Недаром лик сей двуязычен;
Таков и был сей властелин:
К противочувствиям привычен,
В лице и в жизни арлекин.
(Пушкин — «К бюсту Александра I»)
 
      С одной стороны, христианство как теократия, боговластие, отрицание всех властей человеческих во имя власти Божьей, т. е. величайшая революция; с другой — то же христианство как освящение и оправдание всех существующих порядков, всех «алтарей и престолов», хотя бы самых безбожных и кощунственных, т. е. величайшая реакция. А если религия есть реакция, то революция есть антирелигия, антихристианство, дух революционный — «дух антихристов».
      «Принцип разрушения привел к революции в трех странах — Испании, Португалии, Неаполе — и грозит распространиться по всей Европе, — пишет Александр в 1821 году князю А. Н. Голицыну. — Принципы разрушения, как враги престолов, направлены еще были против христианской религии… С тех пор, как они (революционеры) убедились в том, что правительства руководятся христианством, все общества и секты, основанные на антихристианстве, на философии Вольтера и ему подобных, поклялись отомстить правительствам… Вся адова преисподняя обрушилась на нас».
      С этой точки зрения, главное дело жизни его — борьба с Наполеоном — есть тоже борьба с духом революционным, духом антихристовым, потому что Наполеон — порождение этого духа, «зверь из бездны», чудовище, выброшенное океаном революции.
      Нам теперь кажется безумной надежда спасти христианство, подменив волчий зуб Марата и Робеспьера лисьим хвостом Талейрана и Меттерниха. Но нам через сто лет легко быть умными; люди вообще крепки задним умом, особенно в делах всемирно-исторических.

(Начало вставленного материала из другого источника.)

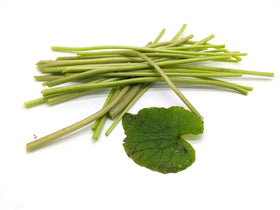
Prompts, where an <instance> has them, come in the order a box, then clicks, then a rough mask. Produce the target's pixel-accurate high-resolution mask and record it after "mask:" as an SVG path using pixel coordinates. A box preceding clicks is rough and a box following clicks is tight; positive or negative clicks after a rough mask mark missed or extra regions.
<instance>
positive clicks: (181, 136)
mask: <svg viewBox="0 0 280 210" xmlns="http://www.w3.org/2000/svg"><path fill="white" fill-rule="evenodd" d="M122 123H123V127H124V130H125V134H126V138H125V139H124V140H123V146H124V149H125V151H126V153H127V155H128V156H129V157H130V158H131V159H133V160H134V162H135V163H137V164H139V165H141V166H144V167H146V168H149V169H151V170H154V171H159V172H161V173H176V172H179V171H182V170H184V169H185V168H187V167H188V166H190V165H191V164H192V163H193V162H194V161H195V151H194V149H193V147H192V146H191V145H190V144H189V143H188V142H186V141H185V140H184V139H183V138H182V136H183V135H186V134H201V133H203V121H202V119H201V118H200V117H199V116H197V115H196V114H194V113H193V112H190V111H188V110H186V109H184V108H183V107H177V106H173V107H170V108H168V109H166V108H156V107H152V108H145V109H142V110H140V111H139V112H138V114H136V115H133V114H129V113H127V114H126V115H125V116H124V117H123V120H122Z"/></svg>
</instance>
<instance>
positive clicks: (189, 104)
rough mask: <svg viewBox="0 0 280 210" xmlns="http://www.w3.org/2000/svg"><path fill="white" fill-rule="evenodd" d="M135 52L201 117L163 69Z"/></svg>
mask: <svg viewBox="0 0 280 210" xmlns="http://www.w3.org/2000/svg"><path fill="white" fill-rule="evenodd" d="M137 54H138V55H139V56H140V57H141V58H143V59H144V60H146V61H147V62H148V63H149V64H150V65H151V66H153V67H154V68H155V70H157V72H158V73H159V74H160V75H161V76H162V78H163V79H164V80H165V81H166V83H167V84H168V85H169V87H170V88H171V89H172V90H173V91H174V92H175V93H176V95H177V96H178V97H179V98H180V99H181V100H182V101H183V103H184V104H185V105H186V106H187V107H188V108H189V109H190V110H191V111H192V112H194V113H195V114H197V115H198V116H200V117H201V118H202V116H201V115H200V113H199V112H198V111H197V110H196V109H195V108H194V106H193V105H192V104H191V103H190V102H189V100H188V99H187V98H186V97H185V96H184V95H183V94H182V93H181V91H180V90H179V89H178V88H177V87H176V86H175V85H174V83H173V82H172V81H171V80H170V79H169V77H168V76H167V75H166V74H165V73H164V71H162V69H161V68H160V67H159V66H158V65H157V64H156V63H155V62H154V61H153V60H151V59H150V58H149V57H147V56H146V55H144V54H142V53H140V52H137Z"/></svg>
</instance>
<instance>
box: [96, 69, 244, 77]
mask: <svg viewBox="0 0 280 210" xmlns="http://www.w3.org/2000/svg"><path fill="white" fill-rule="evenodd" d="M162 70H163V71H164V72H165V74H166V75H167V76H182V77H242V75H243V74H241V73H228V72H207V73H205V72H202V73H201V72H199V71H197V72H176V70H175V71H173V72H166V71H165V70H164V69H162ZM101 76H103V77H116V76H117V77H158V76H160V75H159V74H158V73H157V72H151V71H149V70H142V71H132V72H113V73H105V74H102V75H101Z"/></svg>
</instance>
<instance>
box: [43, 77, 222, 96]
mask: <svg viewBox="0 0 280 210" xmlns="http://www.w3.org/2000/svg"><path fill="white" fill-rule="evenodd" d="M170 79H171V80H172V81H173V82H180V83H195V84H210V83H209V82H205V81H206V80H203V79H192V78H176V77H174V78H173V77H171V78H170ZM160 81H164V80H163V78H160V77H139V78H130V79H123V80H118V81H113V82H100V83H96V84H90V83H87V84H78V85H69V86H62V87H55V88H50V89H45V90H42V91H41V93H42V94H43V95H44V97H47V96H48V95H53V94H54V95H55V94H65V93H71V92H77V91H84V90H92V89H95V88H104V87H114V86H122V85H129V84H136V83H146V82H160ZM210 85H218V86H221V85H219V83H212V84H210Z"/></svg>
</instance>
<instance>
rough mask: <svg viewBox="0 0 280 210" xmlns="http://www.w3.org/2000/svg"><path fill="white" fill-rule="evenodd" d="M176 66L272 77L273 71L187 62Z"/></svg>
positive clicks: (213, 70)
mask: <svg viewBox="0 0 280 210" xmlns="http://www.w3.org/2000/svg"><path fill="white" fill-rule="evenodd" d="M176 67H179V68H187V69H193V70H203V71H214V72H231V73H241V74H247V75H254V76H266V77H274V73H273V72H261V71H249V70H240V69H231V68H219V67H211V66H199V65H189V64H188V65H177V66H176Z"/></svg>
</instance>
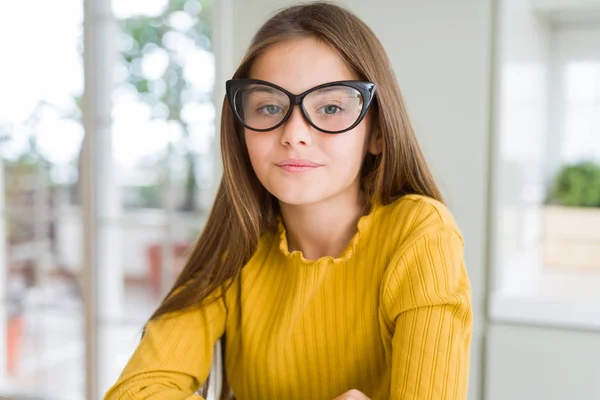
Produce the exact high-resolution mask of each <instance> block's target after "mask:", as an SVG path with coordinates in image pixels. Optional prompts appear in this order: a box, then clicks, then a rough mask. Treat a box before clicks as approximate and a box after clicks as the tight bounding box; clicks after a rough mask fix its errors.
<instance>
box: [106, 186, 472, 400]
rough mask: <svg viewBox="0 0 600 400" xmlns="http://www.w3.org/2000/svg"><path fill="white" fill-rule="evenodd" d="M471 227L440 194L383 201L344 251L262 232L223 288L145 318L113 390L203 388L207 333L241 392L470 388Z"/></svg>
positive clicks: (204, 369)
mask: <svg viewBox="0 0 600 400" xmlns="http://www.w3.org/2000/svg"><path fill="white" fill-rule="evenodd" d="M470 296H471V292H470V285H469V280H468V277H467V273H466V269H465V265H464V258H463V239H462V236H461V234H460V232H459V230H458V228H457V225H456V223H455V221H454V219H453V217H452V216H451V214H450V212H449V211H448V209H447V208H446V207H445V206H444V205H442V204H441V203H439V202H437V201H435V200H432V199H429V198H426V197H423V196H417V195H408V196H404V197H402V198H400V199H399V200H397V201H395V202H394V203H392V204H389V205H385V206H383V205H377V204H375V205H374V206H373V207H372V208H371V211H370V212H369V214H368V215H366V216H364V217H362V218H361V219H360V220H359V223H358V231H357V233H356V234H355V235H354V237H353V238H352V240H351V242H350V243H349V244H348V246H347V248H346V249H345V250H344V252H343V253H342V254H341V255H340V256H339V257H338V258H333V257H323V258H321V259H318V260H307V259H305V258H304V257H303V255H302V253H301V252H299V251H293V252H290V251H289V250H288V243H287V237H286V231H285V228H284V226H283V224H280V226H279V232H278V233H277V234H276V235H273V234H270V235H264V236H263V237H262V238H261V240H260V243H259V246H258V249H257V250H256V252H255V254H254V255H253V257H252V258H251V259H250V261H249V262H248V263H247V264H246V265H245V266H244V268H243V269H242V273H241V275H240V277H239V278H237V279H236V280H235V281H234V282H233V284H232V286H231V287H230V289H229V290H228V291H227V292H226V293H225V296H224V297H222V298H221V299H220V300H218V301H216V302H213V303H211V304H209V305H206V306H203V307H200V308H198V309H193V310H188V311H183V312H179V313H176V314H175V315H171V316H169V317H164V318H161V319H159V320H156V321H151V322H150V323H149V324H148V325H147V327H146V333H145V335H144V336H143V338H142V340H141V343H140V344H139V346H138V348H137V350H136V351H135V353H134V354H133V356H132V358H131V359H130V361H129V363H128V364H127V366H126V368H125V370H124V371H123V373H122V375H121V377H120V378H119V381H118V382H117V383H116V384H115V385H114V386H113V388H112V389H111V390H110V391H109V392H108V393H107V395H106V399H110V400H112V399H165V400H177V399H201V397H200V396H199V395H197V394H194V393H195V392H196V390H197V389H198V387H199V386H200V385H202V383H203V382H204V381H205V380H206V378H207V376H208V374H209V369H210V365H211V359H212V350H213V345H214V344H215V343H216V341H217V340H218V339H219V338H220V337H221V336H222V335H223V334H226V335H225V338H226V349H227V351H226V357H225V366H226V371H227V376H228V380H229V383H230V385H231V387H232V390H233V392H234V394H235V396H236V398H237V399H238V400H246V399H278V400H283V399H289V400H293V399H298V400H300V399H302V400H306V399H319V400H320V399H322V400H332V399H334V398H335V397H337V396H339V395H340V394H342V393H343V392H345V391H347V390H350V389H358V390H360V391H362V392H364V393H365V394H366V395H367V396H369V398H371V399H373V400H379V399H381V400H383V399H394V400H400V399H402V400H409V399H410V400H459V399H460V400H463V399H465V398H466V388H467V378H468V370H469V348H470V340H471V324H472V313H471V297H470Z"/></svg>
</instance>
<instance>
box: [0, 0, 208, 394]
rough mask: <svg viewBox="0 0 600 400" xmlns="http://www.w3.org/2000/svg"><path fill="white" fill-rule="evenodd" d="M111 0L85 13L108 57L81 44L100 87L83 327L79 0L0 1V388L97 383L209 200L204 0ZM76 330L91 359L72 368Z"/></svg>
mask: <svg viewBox="0 0 600 400" xmlns="http://www.w3.org/2000/svg"><path fill="white" fill-rule="evenodd" d="M110 3H111V2H108V1H107V2H104V3H103V4H104V6H105V7H104V8H107V6H108V5H110ZM112 4H113V10H112V12H110V11H109V14H113V16H114V20H111V19H110V18H109V19H105V18H104V19H103V18H100V17H98V21H93V22H95V23H97V24H99V25H102V24H104V25H102V29H103V30H102V32H104V35H103V36H102V37H101V38H99V40H101V42H102V44H103V45H105V46H103V49H99V50H98V51H99V52H100V53H101V54H104V55H107V56H108V57H97V58H95V59H94V63H95V65H94V68H93V70H95V71H96V73H97V75H96V76H95V79H97V82H100V83H101V85H98V87H97V88H96V89H95V90H96V92H94V91H93V90H92V92H91V96H95V97H96V98H100V97H101V98H103V99H110V101H108V102H98V109H94V110H87V112H90V113H93V114H94V115H96V116H98V115H106V116H108V117H109V119H110V123H109V124H106V123H105V122H106V121H104V122H102V121H101V123H100V124H101V125H102V124H104V125H102V126H100V130H99V131H98V132H96V135H98V137H99V138H100V140H98V142H97V143H99V144H100V145H99V146H97V147H94V148H93V151H94V156H95V158H96V159H97V160H98V162H97V163H96V164H95V165H94V168H95V171H94V173H95V176H97V177H99V179H98V180H97V181H95V182H94V183H93V184H94V185H95V187H96V188H101V189H102V193H101V195H100V196H98V204H97V206H98V208H99V209H100V218H99V219H97V220H94V221H93V222H92V224H91V225H92V226H91V227H92V228H93V230H94V232H95V234H96V235H97V237H98V238H99V240H98V241H97V243H96V244H97V256H96V258H97V259H96V260H95V263H94V264H95V265H96V266H97V268H98V281H97V282H95V285H96V290H97V292H98V294H99V305H100V306H101V307H100V312H99V315H98V319H97V320H94V321H93V323H92V325H93V326H92V327H91V329H92V331H93V332H90V331H89V330H86V329H85V327H86V323H85V321H86V317H87V315H86V313H87V312H88V309H87V308H86V307H85V304H84V300H83V297H84V296H83V294H84V290H85V289H86V288H85V285H84V284H83V274H84V272H85V271H86V269H89V265H86V259H85V254H84V245H85V244H86V243H85V240H86V236H85V235H84V226H85V224H86V219H85V210H84V209H83V207H82V204H84V201H83V198H84V197H85V195H86V193H82V191H85V190H86V186H84V182H82V180H81V179H80V177H81V176H82V172H83V171H84V170H85V168H86V167H85V166H84V164H85V163H84V161H85V160H83V158H84V157H82V154H83V153H82V140H83V138H84V130H83V124H82V115H83V112H82V108H83V107H82V95H83V89H84V73H83V69H84V62H83V61H84V60H83V57H84V54H83V53H82V50H83V44H84V40H83V19H84V8H83V1H82V0H65V1H62V2H60V5H57V4H55V3H54V2H48V1H44V0H30V1H26V2H1V3H0V48H2V50H3V63H2V68H1V70H0V87H1V88H2V90H0V298H1V299H2V302H0V397H4V396H6V397H8V398H17V397H27V398H33V397H35V398H46V399H52V398H56V399H65V398H69V399H83V398H86V393H87V392H86V385H88V386H89V385H90V380H94V381H95V383H96V385H92V386H95V387H96V388H97V390H98V392H99V393H98V397H101V396H102V395H103V393H104V392H105V391H106V390H107V389H108V386H109V385H110V384H112V383H113V382H114V381H115V380H116V379H117V376H118V374H119V373H120V372H121V370H122V368H123V367H124V364H125V362H126V361H127V359H128V358H129V356H130V355H131V352H132V351H133V350H134V349H135V347H136V346H137V344H138V340H139V335H140V333H141V330H142V327H143V324H144V323H145V322H146V320H147V318H148V317H149V316H150V314H151V312H152V311H153V310H154V308H155V307H156V306H157V305H158V303H159V302H160V300H161V299H162V296H163V295H164V293H165V292H166V291H167V290H168V288H169V287H170V285H171V284H172V282H173V280H174V279H175V277H176V274H177V272H178V271H179V269H180V268H181V267H182V265H183V262H184V261H185V256H186V254H187V253H186V252H187V251H188V249H189V247H190V245H191V243H192V241H193V240H194V239H195V238H196V236H197V235H198V233H199V232H200V231H201V229H202V227H203V223H204V222H203V221H204V219H205V218H206V215H207V212H208V208H209V206H210V204H211V201H212V198H211V196H212V193H213V192H212V189H213V184H214V182H213V179H214V175H215V173H214V171H213V169H214V163H213V160H214V159H215V157H214V155H213V154H212V153H213V141H214V139H215V127H214V125H215V109H214V106H213V101H212V91H213V85H214V79H215V77H214V75H215V66H214V57H213V52H212V47H211V25H210V16H211V10H210V9H211V1H208V0H185V1H179V0H170V1H167V0H152V1H146V0H145V1H129V0H123V1H121V0H119V1H112ZM95 5H96V6H101V5H102V2H101V1H98V2H96V3H95ZM99 8H102V7H99ZM88 22H90V21H88ZM113 22H115V23H114V24H113ZM40 32H43V34H40ZM113 45H114V46H113ZM103 51H106V53H102V52H103ZM103 106H106V109H102V107H103ZM92 333H95V335H92ZM92 336H97V338H98V340H97V346H98V348H97V354H98V360H97V364H98V365H97V367H96V371H95V372H96V373H95V374H92V375H86V370H87V368H86V362H85V357H86V344H87V343H92V340H91V338H92ZM94 343H95V342H94Z"/></svg>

      Не глупее нашего был современник Александра, граф Жозеф де Местр а ведь и он так же смешивал религию с реакцией, так же видел в революции явление «духа сатанинского». И в 30-х годах Карлейль, человек не только ума гениального, но и ясновидения пророческого, высказывал почти тот же взгляд на революцию. И в 1848 году умнейший из русских славянофилов, Тютчев, говорит словами Александра: «Революция прежде всего враг христианства; антихристианское настроение есть душа революции».
      Если все это — «духовно-политический сумбур», то сумбур в уме не только одного Александра, а всей России, всей Европы. Да и полно, мы, теперь поумневшие, так ли уж ясно и точно отделяем религию от реакции? Не от этого ли «сумбура» и мы сейчас погибаем?
      Объяснения реакции, наступившей в последние годы Александрова царствования, ищут во внутреннем душевном состоянии государя. Кажется, вернее наоборот: объяснения внутреннего душевного состояния его искать в наступившей реакции, не русской, а общеевропейской, потому что русская — только отражение общеевропейской, только волна этого отлива всемирно-исторического. Не Александр поднял волну, а он сам был поднят ею. Его трагедия не личная, а всечеловеческая.
      И надо удивляться не тому, что реакция овладела им, а тому, что она не потушила в нем света религиозной правды окончательно. Вот один из лучей этого неугасимого света.
      В путешествии по югу России в 1818 году сопровождал государя, в числе других лиц свиты, статс-секретарь В. Р. Марченко. «В Киеве, когда государь уже садился в коляску, отправляясь в дальнейший путь к Варшаве, — повествует Марченко, — предстали перед ним до 30 мужиков с просьбой. Спеша отъездом, государь приказал мне переговорить с ними, а сам уехал. Это были посланные от молокан и духоборцев, которые поселены на Молочных Водах, в Таврической губернии, между ногайцами и колонистами. Они жаловались на притеснения генерал-губернатора, графа Ланжерона. По приезде в Варшаву я доложил государю обо всем и представил опасения мои насчет развития вредных правил духоборцев.